НО2 пожелал приобщить к материалам дела свой дневник, который прихватил в Нюрнберг, куда он записывал чёрные мысли и извращённые впечатления от прожитого дня. На его вопрос, какой порядок он нарушит, если приобщит, председательствующий ответил, что общемировой, что трибуналу не сообщено, какие именно из записей имеют отношение к рассмотрению данного акта бесчеловечности. Тут же, несколько сбиваясь, он пояснил, что именно из его макабрического сборника к делу пойдут записи сразу после Потсдама, когда его едва не свели с ума частные консультации с руководством страны.
— Ensuite, cela affectera même l’ordre du service de garde à Nuremberg [381], — отрезал председательствующий, отказывая в удовлетворении ходатайства.

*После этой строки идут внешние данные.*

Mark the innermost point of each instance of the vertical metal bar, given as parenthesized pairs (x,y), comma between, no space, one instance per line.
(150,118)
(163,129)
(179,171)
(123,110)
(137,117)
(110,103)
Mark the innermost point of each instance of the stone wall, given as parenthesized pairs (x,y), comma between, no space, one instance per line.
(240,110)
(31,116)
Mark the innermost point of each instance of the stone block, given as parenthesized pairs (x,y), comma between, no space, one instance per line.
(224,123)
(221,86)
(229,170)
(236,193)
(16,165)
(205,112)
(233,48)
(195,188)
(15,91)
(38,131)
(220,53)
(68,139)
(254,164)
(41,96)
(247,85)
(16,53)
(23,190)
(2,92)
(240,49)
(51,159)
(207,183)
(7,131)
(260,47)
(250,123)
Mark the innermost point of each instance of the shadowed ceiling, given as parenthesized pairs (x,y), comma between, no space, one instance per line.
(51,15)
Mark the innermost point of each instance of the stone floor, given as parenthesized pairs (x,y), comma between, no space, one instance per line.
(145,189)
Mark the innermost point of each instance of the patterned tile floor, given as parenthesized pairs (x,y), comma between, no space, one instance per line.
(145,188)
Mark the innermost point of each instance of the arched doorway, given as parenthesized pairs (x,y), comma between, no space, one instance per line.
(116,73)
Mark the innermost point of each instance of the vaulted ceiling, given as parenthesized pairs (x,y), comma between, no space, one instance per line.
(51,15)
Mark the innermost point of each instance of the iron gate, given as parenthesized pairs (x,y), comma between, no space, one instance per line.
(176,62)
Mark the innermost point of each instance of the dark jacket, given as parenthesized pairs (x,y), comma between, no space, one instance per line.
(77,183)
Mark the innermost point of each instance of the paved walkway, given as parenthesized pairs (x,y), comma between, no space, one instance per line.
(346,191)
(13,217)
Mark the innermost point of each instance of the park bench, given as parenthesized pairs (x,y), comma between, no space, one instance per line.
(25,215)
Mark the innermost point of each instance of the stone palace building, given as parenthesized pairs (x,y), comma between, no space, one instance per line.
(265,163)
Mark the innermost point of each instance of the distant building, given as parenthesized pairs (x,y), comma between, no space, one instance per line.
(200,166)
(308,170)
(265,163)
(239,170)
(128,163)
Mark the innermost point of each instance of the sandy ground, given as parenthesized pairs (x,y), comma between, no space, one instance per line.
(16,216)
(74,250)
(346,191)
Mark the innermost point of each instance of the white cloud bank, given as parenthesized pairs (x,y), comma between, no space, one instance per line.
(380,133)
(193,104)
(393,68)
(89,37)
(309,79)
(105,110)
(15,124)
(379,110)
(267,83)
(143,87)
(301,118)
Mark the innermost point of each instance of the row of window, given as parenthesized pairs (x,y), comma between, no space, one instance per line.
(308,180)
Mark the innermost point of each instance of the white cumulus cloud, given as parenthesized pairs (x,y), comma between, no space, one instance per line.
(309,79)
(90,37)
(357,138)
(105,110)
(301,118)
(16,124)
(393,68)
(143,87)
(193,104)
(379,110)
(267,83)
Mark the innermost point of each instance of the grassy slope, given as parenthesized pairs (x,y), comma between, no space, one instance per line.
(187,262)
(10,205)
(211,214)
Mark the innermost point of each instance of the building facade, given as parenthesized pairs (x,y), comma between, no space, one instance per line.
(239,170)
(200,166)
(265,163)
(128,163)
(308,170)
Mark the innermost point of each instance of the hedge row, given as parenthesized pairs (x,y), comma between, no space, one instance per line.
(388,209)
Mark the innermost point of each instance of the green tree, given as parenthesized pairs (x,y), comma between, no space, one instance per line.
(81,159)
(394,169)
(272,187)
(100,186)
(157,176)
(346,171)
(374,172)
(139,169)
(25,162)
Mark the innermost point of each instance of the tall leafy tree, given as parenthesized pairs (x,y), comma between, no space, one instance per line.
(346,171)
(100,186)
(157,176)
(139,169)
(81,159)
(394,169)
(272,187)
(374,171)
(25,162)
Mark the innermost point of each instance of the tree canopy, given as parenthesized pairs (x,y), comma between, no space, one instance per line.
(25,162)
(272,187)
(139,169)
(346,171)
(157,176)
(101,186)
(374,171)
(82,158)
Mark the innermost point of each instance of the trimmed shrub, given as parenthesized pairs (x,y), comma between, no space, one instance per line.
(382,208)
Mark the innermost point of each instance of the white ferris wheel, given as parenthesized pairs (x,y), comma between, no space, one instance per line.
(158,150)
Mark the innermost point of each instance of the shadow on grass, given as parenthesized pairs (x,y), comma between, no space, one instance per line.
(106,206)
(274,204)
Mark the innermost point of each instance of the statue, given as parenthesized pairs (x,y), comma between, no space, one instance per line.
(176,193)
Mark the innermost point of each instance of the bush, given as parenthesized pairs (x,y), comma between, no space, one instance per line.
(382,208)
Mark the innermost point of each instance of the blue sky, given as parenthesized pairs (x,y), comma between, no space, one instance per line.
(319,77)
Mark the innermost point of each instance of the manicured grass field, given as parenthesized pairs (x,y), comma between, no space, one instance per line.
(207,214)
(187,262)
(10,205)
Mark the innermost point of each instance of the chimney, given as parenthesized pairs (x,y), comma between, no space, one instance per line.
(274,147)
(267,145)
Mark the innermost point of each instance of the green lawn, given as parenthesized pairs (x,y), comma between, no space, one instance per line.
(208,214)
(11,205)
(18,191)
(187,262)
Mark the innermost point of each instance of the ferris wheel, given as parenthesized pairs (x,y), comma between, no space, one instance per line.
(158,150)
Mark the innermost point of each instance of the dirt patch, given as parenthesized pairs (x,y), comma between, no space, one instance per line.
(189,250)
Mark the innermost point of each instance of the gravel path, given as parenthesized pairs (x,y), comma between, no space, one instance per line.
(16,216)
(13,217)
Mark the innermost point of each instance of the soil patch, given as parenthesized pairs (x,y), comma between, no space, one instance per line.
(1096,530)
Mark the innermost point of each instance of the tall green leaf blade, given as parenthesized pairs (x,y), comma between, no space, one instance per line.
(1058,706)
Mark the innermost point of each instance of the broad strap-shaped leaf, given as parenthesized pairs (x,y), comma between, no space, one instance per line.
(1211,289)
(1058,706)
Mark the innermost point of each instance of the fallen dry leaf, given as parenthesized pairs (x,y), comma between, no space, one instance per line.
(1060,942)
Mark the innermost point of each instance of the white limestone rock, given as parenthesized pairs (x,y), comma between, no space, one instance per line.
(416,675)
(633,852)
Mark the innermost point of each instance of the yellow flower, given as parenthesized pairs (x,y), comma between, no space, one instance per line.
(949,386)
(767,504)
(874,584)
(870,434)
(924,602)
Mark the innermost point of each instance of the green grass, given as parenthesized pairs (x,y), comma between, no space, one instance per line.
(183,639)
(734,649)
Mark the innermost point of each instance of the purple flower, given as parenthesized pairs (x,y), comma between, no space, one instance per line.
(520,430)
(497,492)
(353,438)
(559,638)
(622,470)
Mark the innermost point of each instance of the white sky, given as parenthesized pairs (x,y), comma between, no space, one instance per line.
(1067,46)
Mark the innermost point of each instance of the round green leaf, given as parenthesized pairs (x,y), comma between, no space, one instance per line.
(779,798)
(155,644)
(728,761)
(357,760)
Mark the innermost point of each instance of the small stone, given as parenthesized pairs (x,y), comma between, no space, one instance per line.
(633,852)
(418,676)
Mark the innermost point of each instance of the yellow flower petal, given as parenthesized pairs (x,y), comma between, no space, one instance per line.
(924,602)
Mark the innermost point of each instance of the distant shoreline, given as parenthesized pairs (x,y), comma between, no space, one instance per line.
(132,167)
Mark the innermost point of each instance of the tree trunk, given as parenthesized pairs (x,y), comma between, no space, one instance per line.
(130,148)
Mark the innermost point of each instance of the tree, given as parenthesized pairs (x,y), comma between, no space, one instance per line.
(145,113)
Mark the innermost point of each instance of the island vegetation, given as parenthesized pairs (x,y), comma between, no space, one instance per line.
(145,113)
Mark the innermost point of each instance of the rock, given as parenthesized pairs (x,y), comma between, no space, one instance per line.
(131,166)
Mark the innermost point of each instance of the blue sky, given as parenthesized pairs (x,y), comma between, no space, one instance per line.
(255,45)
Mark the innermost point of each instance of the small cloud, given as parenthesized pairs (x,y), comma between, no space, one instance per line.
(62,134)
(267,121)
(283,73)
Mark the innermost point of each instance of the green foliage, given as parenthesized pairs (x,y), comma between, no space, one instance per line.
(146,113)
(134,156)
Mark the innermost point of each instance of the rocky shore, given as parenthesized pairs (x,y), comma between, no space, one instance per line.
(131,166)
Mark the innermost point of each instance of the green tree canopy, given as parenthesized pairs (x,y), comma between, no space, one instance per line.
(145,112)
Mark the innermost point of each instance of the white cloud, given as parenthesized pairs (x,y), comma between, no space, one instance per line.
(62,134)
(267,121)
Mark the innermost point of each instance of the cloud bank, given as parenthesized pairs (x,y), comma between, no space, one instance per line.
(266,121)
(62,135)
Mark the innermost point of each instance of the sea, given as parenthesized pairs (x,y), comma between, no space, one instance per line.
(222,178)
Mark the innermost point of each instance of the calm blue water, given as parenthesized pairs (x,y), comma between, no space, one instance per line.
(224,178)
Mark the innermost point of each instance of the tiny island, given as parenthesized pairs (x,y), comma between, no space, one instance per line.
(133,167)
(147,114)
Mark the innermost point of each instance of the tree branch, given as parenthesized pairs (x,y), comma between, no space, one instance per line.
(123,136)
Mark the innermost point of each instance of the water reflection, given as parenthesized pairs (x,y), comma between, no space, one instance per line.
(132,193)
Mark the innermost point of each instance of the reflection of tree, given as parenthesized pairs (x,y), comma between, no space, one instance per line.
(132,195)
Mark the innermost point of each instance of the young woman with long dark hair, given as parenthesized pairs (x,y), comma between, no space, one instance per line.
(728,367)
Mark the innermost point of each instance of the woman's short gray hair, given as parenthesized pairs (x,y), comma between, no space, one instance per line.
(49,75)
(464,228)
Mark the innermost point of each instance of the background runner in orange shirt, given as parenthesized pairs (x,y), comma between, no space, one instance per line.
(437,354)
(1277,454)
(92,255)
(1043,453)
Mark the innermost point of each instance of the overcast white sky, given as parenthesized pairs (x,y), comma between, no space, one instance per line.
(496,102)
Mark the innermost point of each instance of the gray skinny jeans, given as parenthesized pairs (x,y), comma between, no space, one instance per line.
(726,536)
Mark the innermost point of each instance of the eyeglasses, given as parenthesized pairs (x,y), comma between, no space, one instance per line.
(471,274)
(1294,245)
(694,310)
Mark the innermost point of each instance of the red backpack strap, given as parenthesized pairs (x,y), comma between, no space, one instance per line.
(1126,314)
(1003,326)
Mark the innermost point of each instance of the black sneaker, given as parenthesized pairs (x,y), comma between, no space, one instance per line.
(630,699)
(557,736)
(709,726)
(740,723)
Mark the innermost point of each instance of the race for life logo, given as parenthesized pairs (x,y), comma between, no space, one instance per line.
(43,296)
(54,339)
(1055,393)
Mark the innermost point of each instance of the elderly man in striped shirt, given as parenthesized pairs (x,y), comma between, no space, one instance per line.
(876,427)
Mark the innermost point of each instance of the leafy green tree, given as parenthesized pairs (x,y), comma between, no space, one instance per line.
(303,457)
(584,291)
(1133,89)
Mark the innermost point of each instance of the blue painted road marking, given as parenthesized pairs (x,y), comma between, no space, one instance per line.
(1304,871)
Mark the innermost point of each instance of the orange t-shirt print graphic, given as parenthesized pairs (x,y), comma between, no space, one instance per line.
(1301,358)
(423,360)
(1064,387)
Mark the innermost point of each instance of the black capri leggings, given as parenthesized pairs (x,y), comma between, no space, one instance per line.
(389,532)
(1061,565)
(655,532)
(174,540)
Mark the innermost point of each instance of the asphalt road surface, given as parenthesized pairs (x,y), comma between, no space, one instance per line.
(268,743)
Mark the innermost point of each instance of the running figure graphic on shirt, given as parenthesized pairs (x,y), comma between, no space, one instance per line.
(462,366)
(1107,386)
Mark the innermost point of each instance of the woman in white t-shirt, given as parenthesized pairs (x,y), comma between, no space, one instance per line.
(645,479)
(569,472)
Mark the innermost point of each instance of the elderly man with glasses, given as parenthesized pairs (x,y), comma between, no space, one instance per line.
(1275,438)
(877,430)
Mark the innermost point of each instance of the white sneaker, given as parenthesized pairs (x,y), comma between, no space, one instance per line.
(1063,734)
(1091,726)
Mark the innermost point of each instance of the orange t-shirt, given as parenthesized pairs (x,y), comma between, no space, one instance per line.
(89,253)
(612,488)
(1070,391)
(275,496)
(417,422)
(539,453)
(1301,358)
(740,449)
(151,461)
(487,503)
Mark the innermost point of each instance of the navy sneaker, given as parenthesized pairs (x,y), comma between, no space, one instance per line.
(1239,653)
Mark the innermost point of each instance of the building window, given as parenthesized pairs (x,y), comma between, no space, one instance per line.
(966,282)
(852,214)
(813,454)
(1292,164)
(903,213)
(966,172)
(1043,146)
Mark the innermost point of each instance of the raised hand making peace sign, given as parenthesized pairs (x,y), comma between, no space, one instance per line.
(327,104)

Рассуждая с самим собой обо всём этом, он даже начал думать о том, не притворяется ли Трумэн и не симулирует ли чрезвычайные свои муки, коих в действительности нет вовсе, либо они сильно преувеличены, ведь он даже не объявил голодовки, не третировал заседания нарочитым молчанием и не призывал к тому же своего подчинённого.
— Avez-vous lu l’avis d’expert, dont des copies vous ont été fournies à l’avance [382]?
— As far as I could [383].
Один переводчик держал листы, второй светил лампой, ожидая нападения пауков, исконных обитателей этого зала, то и дело направляя свет не в то место.
— Et Vous [384]?
— Almost not [385], — с вызовом.
— Conclusions, s’il Vous plait [386], — слушатели встали на старт, вперив острия в чистые линованные листы.
— Let me first call to the court the expert who wrote the report and ask him some questions [387], — тоном, говорившим о том, что он тщательно продумал эту линию защиты.
— Oh, donc vous ne vous êtes pas encore réconcilié? Eh bien, cela peut être envisagé [388].
Стали соображать, откуда раздобывать его сейчас. На обследование здания вышли патрули калмыков, снабжённые словесным портретом. Привычные к интерьерам страны советов, учреждений её либо пенитенциарных, либо промежуточных на пути к тем, про Америку они раньше почти не думали, но теперь, будучи в Европе, невольно пропитывались веяниями. Запад, понятное дело, загнивающий, но пропаганда как таковая ими тоже обнаруживалась и фиксировалась. В казарме, тихо, почти чувствуя себя интеллигенцией, обсуждали это, так что понимали — всё немного сложнее, они это повидали вместе с миром, и начинка храма правосудия во время поиска эксперта была им не совсем отвратительна, хоть строили его и капиталисты.
Через полчаса выяснилось, что эксперт не входил сегодня в здание, Баскаков догадался послать Прохорова спросить у смотрителя.
В заседании был объявлен перерыв, теперь калмыки с путеводителями ушли вглубь Нюрнберга. Двое наблюдали, как к Национальному музею подкатила мотострелковая дивизия, а привратник молча протянул руку за билетами. Они засмеялись, но он остался невозмутим, сказал, что ему без разницы, кто освободил Европу. В этом жесте таилось нечто более глубокое, отражение той самой травмы, которую испытал немецкий народ, чьей национальной чертой по-прежнему оставался абсолютный порядок.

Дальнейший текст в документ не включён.